VanEck Dividend Leaders: 7,8 Mrd Euro AUM-Rekord
Der VanEck Dividend Leaders ETF verzeichnet Milliardenzuflüsse und eine neue, thesaurierende Variante für steueroptimierte Anleger.

Kurz zusammengefasst
- Rekordzuflüsse von 24 Milliarden Dollar
- Jüngste Dividende von 0,81 Euro
- Kursplus von knapp 24 Prozent
- Neuer Schwesterfonds TDVX gestartet
Tech-Aktien dominieren die Schlagzeilen. Parallel dazu fließt das große Geld leise in verlässliche Ausschütter. Im ersten Quartal 2026 flossen weltweit rund 24 Milliarden US-Dollar in Dividendenfonds. Das ist der stärkste Jahresauftakt seit vier Jahren. Zu den größten Profiteuren dieser Rotation gehört der VanEck Dividend Leaders ETF (TDIV).
Frische Dividende und Kursplus
Anleger erhielten am 10. Juni die jüngste Quartalsdividende. VanEck schüttete 0,81 Euro je Anteil aus. Auf Sicht eines Jahres summiert sich das auf 1,65 Euro.

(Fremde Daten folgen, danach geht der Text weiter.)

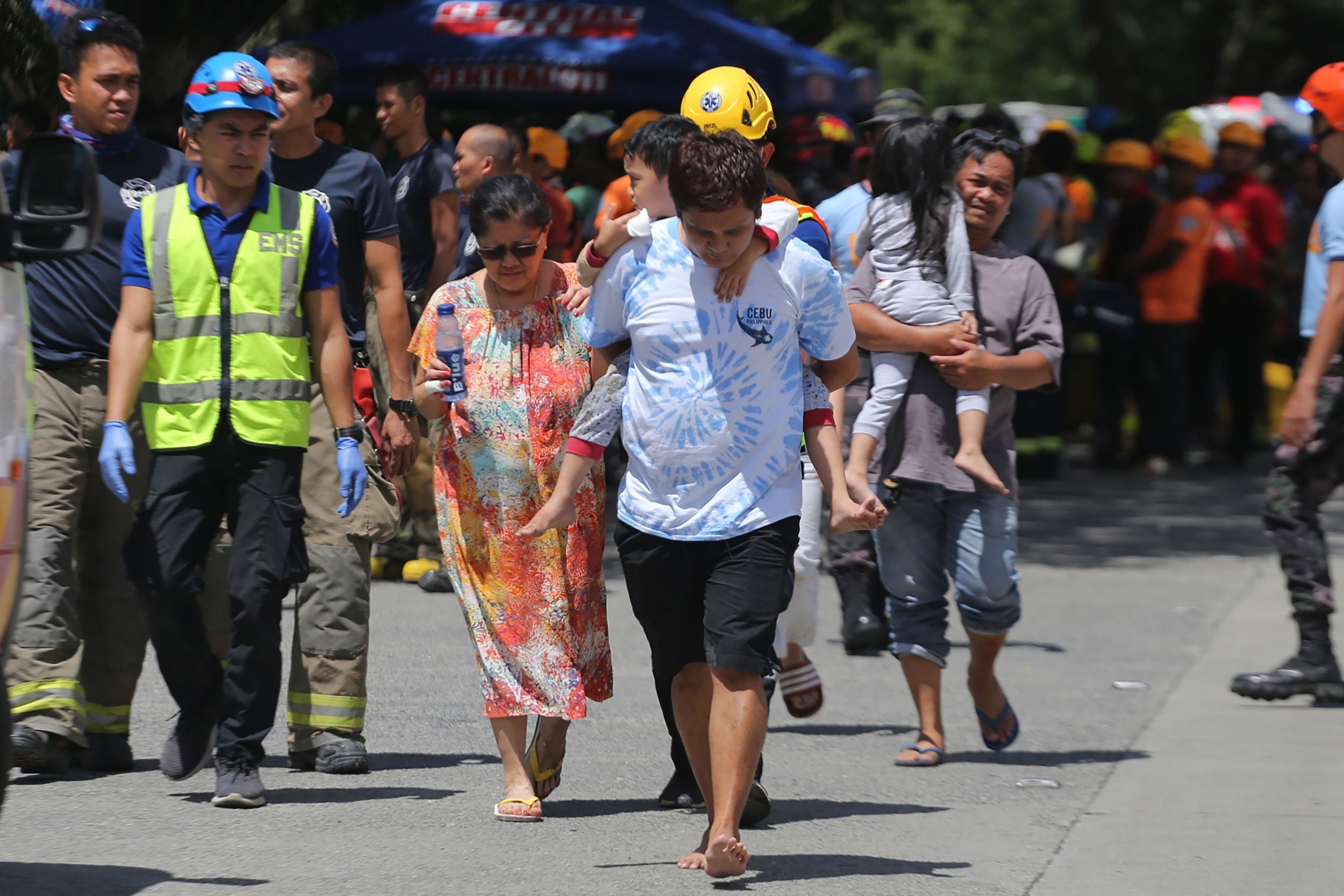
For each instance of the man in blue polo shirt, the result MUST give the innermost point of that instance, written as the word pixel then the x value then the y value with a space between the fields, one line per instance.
pixel 74 594
pixel 229 286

Die erwartete Dividendenrendite liegt aktuell bei rund drei Prozent. Auch der Aktienkurs spiegelt die hohe Nachfrage wider. Der ETF notiert derzeit bei 52,46 Euro.
Damit steht auf Jahressicht ein Plus von knapp 24 Prozent auf der Anzeigetafel. Der Aufwärtstrend bleibt intakt. Der Kurs verläuft solide über der 200-Tage-Linie von 49,02 Euro.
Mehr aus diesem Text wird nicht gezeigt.